Russia: We’re suing Facebook, Twitter for snubbing law on storing users’ data locally
Russia’s media regulator is suing both Facebook and Twitter because the companies haven’t given it the information it needs under the country’s data-localization law.
In 2015, Russia introduced a law that forces cloud and online service providers to store the personal information of Russian users in local data centers. The requirement is ostensibly for Russian citizens’ protection, but forms part of a wider drive to regulate what people do online in the country.
Facebook and Twitter have been taking their time in notifying their compliance with the law. In December, Roskomnadzor sent them formal letters demanding that they do so, and on Friday the regulator announced that it has finally received responses from them.

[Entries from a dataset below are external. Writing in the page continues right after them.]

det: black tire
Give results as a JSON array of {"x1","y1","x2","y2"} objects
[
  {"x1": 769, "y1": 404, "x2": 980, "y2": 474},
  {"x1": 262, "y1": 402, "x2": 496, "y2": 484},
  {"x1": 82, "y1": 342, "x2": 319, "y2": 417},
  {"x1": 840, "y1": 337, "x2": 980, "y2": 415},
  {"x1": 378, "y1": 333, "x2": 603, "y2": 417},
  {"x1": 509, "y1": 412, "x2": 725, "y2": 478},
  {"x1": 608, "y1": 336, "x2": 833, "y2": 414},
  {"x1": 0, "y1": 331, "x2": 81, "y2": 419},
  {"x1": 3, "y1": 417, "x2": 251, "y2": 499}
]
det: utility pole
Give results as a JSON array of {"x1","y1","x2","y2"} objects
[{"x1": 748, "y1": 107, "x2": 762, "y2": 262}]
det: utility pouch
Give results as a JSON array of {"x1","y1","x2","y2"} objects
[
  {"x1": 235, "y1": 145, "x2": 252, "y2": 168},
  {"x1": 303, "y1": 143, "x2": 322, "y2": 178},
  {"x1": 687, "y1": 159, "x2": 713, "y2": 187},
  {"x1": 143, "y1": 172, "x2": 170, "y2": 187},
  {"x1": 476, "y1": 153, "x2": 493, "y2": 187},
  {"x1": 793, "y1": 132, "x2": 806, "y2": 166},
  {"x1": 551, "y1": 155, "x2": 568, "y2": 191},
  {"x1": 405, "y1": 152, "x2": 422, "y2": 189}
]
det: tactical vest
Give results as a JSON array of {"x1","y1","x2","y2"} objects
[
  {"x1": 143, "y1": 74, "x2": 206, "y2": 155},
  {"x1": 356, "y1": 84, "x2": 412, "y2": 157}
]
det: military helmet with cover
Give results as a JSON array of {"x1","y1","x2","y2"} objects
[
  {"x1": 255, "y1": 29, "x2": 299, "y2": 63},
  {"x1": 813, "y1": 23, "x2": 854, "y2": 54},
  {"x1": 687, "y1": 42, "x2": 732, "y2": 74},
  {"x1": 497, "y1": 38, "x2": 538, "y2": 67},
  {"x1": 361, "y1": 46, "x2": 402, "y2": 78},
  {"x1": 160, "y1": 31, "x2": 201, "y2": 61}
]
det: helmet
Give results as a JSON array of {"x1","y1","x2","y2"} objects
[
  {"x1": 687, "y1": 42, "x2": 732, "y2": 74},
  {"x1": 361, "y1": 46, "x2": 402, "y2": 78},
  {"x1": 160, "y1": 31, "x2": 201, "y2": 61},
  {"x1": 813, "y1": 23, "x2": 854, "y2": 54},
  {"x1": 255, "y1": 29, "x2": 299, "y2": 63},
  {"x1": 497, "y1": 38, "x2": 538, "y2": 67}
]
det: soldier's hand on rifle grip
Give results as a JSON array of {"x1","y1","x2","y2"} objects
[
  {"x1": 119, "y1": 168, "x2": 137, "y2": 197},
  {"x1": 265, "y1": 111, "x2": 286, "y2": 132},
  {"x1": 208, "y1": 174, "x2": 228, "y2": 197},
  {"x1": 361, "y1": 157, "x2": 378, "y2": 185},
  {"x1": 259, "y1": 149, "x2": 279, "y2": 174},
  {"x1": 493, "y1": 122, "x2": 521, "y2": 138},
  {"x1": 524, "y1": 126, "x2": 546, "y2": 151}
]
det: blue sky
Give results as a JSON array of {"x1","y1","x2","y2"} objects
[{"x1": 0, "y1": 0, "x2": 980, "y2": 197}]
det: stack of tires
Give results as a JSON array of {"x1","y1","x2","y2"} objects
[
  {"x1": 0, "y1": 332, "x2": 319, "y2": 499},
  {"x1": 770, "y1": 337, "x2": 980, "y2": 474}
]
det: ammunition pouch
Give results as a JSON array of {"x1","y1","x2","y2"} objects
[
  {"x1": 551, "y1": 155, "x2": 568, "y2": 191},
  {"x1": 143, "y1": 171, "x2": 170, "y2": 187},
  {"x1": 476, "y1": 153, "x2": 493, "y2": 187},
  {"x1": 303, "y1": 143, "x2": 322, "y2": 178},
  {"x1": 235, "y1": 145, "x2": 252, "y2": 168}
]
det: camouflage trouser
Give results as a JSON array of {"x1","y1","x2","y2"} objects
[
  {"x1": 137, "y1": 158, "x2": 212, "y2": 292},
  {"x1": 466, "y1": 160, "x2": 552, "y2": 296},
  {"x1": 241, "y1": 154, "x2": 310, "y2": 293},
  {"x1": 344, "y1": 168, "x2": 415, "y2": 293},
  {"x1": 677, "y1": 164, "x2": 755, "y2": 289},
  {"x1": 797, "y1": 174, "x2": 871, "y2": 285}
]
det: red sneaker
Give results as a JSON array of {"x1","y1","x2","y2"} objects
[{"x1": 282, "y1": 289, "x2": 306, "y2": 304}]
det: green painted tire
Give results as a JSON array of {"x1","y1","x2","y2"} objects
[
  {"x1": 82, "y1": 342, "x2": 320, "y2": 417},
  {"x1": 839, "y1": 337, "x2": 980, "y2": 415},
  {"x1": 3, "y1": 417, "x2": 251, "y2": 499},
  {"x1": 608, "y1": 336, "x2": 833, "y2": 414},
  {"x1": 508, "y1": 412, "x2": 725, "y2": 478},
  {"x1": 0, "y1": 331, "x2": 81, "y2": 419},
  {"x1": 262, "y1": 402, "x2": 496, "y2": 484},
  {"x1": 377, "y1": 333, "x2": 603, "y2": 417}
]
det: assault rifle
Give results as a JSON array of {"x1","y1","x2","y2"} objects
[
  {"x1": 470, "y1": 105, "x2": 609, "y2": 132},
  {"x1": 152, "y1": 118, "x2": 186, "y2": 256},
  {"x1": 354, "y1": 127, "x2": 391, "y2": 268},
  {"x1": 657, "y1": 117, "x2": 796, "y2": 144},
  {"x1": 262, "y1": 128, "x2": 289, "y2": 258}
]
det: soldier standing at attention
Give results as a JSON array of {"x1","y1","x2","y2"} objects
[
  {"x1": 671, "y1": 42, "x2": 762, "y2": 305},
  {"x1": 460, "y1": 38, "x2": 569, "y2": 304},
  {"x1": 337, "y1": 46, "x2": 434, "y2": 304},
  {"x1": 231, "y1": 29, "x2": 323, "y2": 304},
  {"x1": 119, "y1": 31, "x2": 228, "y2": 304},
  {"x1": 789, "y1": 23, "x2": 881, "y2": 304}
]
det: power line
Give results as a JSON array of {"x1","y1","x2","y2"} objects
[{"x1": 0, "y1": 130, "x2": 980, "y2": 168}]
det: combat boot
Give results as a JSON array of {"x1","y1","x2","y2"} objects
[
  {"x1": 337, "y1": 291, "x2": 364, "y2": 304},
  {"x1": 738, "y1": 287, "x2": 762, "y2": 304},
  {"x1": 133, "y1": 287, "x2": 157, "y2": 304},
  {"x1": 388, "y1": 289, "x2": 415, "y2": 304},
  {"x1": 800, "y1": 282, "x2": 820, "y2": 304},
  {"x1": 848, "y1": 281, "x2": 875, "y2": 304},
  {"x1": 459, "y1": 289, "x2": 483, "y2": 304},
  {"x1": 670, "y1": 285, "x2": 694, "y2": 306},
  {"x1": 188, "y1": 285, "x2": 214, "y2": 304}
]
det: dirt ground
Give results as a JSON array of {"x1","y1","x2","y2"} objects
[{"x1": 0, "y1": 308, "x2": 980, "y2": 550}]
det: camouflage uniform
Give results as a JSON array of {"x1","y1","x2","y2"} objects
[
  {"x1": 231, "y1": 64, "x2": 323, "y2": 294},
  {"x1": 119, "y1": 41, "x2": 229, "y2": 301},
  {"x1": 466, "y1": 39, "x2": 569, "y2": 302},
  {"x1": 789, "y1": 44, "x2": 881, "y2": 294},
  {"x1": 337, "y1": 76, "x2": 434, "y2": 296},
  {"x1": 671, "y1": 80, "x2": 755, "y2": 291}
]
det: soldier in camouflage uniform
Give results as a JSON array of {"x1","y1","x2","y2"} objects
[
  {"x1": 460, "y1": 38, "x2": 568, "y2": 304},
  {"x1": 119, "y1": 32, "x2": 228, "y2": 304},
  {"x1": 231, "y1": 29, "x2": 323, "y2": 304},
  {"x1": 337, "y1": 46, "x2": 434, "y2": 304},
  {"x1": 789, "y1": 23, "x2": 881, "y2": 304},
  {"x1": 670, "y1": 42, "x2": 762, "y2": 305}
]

On Monday, Roskomnadzor said it is not happy with Facebook and Twitter’s letters. “They do not contain any specifics about the actual execution of the law at the moment, nor the timing of the execution of these rules in the future,” it said in an emailed statement. “In this regard, Roskomnadzor is starting administrative proceedings against both companies today.”
The Russian news agency TASS also reported Friday that Twitter was not sending a representative to discuss Russian legislation with regulators this month, as Roskomnadzor had wanted. The meeting is “probably” postponed, the report stated.
So what happens if Twitter and Facebook continue to refuse to play ball with Roskomnadzor? Under current legislation, not a lot.
The penalty for non-compliance with the data-localization law would be a paltry 5,000 rubles, or $75, plus a demand that they comply within six months to a year.
However, according to a report in Vedomosti, Roskomnadzor is still considering blocking the popular services if they don’t show they are locating their Russian users’ data on Russian soil – a move that would surely provoke a massive international outcry.
Russia blocked LinkedIn in late 2016 because of its refusal to comply with the data-localization law. Apple has been more willing to comply.
The legislation is supposedly aimed at protecting Russians’ data, but human rights groups see it as a way for Russia’s intelligence services to keep citizens’ information close to their fingertips.
Since that law’s introduction three and a half years ago, Russia has increasingly clamped down on internet use, forcing telecommunications providers to retain users’ communications, banning the use of virtual private networks (VPNs), imposing censorship rules on bloggers and activists, and calling on volunteers to help scrub “extremist” content from the online realm.
Most recently, the Russian authorities decreed that all users of messaging apps must be made identifiable, by forcing the operators of those services to verify new users’ registration data through their mobile operators.
Also on Monday, Russian culture minister Vladimir Medinsky said in a TASS interview that “there will be a clampdown [on anonymous internet use] throughout the globe in the future”.
“I guarantee that we will get access to the Internet ‘via a passport’ in the future, not just in Russia, but across the whole wide world,” Medinsky argued. “This matter will be resolved during our lifetime.”